Grant explained that the government intends to have the bank function as a full-fledged financial institution that accepts deposits, offers credit card services, and more; however, she assured Reporter that they will be measured in how they will expand the bank’s services beyond just mortgage lending.

“I and our board will also have to be looking at how first of all we roll out our services.

“If we feel that there is not enough space for a service to come on board, we won’t do it. We are going to be monitoring this on an ongoing basis.

“And also we will be in close contact with the Central Bank of Belize, because they will have essential information to share with the National Bank,” she said.

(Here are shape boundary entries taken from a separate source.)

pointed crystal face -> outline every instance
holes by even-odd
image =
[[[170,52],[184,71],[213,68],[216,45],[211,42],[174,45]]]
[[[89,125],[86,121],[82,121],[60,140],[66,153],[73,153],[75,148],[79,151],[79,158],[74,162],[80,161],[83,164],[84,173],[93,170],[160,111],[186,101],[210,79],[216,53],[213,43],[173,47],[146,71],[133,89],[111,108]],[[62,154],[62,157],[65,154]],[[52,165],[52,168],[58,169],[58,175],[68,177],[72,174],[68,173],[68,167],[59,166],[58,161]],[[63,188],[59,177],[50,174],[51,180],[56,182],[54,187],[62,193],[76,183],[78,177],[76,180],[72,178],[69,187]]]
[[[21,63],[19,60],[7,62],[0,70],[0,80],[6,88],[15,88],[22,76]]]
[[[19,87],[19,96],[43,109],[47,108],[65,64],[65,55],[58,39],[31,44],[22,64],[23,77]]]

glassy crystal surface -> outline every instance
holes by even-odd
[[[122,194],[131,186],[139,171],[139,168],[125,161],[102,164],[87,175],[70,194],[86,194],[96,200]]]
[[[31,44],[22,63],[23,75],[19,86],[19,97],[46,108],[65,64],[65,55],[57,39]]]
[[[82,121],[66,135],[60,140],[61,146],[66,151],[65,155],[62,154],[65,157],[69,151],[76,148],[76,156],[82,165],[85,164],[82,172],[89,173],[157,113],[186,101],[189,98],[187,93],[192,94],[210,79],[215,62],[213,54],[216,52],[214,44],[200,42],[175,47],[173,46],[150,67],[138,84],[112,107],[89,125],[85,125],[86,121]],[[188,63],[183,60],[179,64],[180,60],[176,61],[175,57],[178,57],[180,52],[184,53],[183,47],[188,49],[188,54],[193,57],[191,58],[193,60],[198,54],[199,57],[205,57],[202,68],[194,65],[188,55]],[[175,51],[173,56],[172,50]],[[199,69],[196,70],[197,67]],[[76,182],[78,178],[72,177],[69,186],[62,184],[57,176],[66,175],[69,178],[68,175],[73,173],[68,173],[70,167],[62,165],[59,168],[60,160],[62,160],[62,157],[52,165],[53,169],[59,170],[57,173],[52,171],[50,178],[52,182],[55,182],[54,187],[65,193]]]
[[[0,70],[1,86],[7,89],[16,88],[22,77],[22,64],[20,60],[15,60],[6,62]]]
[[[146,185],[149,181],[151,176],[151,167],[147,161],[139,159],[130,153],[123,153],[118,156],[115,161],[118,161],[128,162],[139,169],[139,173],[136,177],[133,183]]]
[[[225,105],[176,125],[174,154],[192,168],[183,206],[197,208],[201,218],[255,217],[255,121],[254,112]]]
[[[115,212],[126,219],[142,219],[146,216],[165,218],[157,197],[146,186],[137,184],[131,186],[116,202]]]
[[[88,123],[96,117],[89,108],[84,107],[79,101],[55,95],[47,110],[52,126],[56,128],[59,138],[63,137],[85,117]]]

Are subsidized banks doomed to failure?

Speaking on the criticism that national banks are inclined to fail because of their traditionally heavy subsidized nature, Grant explained that she and her team have done extensive research within the region and are bench marking off of SFIs that have been successful, while observing the pitfalls of those that have failed.

“There are two things that adversely affect national banks: political interference and people’s perception that because it’s a national bank they will not have to adhere to strict financial conditions.

“That will not be the case here…it has to be ran professionally,” she said.

Grant added that she has made it clear that the bank has to make money. “This cannot be subsidized…I need to make enough to cover expenses.”

She explained that the only difference between the National Bank of Belize and the commercial banks is that because they do not need to maximize profits, they could ensure that more Belizeans gain access to credit.

Regarding political interference, she said that she is confident in the make-up of the bank’s board of directors and she is convinced that the addition of the president of the National Trade Union Congress of Belize will preclude the possibility of political interference.

Prime Minister Dean Barrow, speaking at the bank’s opening on Monday, described the NTUCB’s representative on the bank’s board of directors as a “ready-made whistleblower”.

International studies

While it is yet to be seen how the National Bank will perform, a May 2013 article from Oxford Analytica, entitled “Development banks face governance challenge globally”, concluded that the “provision of subsidized credit by DB [development banks] could distort competition.”

The article further states that while sustainability of SFIs are a concern because of other fiscal pressures on government that can strain such banks, coupled with the fact that national banks don’t have profit maximization as a primary goal, they can operate as well as national banking sector averages on returns on assets.

“Pressures to generate resources that sustain their activities mean that corporate governance reforms at DBs will continue. The focus will be on attracting high-quality management, increasing risk management capabilities, improving transparency and reporting, as well as adhering to supervision and regulation like private sector financial institutions.”

Oxford Analytica also addressed the high risk of politicization of the lending process.

It described “some degree of political interference” as being “inevitable.” With that fact in mind, it recommended several steps to mitigate the degree of interference.

Oxford Analytica  said that governments should legally separate boards of directors and bank management.

It also stated governments should work on  “increasing the number of independent directors; clearly defining the role of shareholders; ensuring compliance with policy objectives; improving monitoring of performance, supervising; and regulating DBs in the same way as other financial institutions.”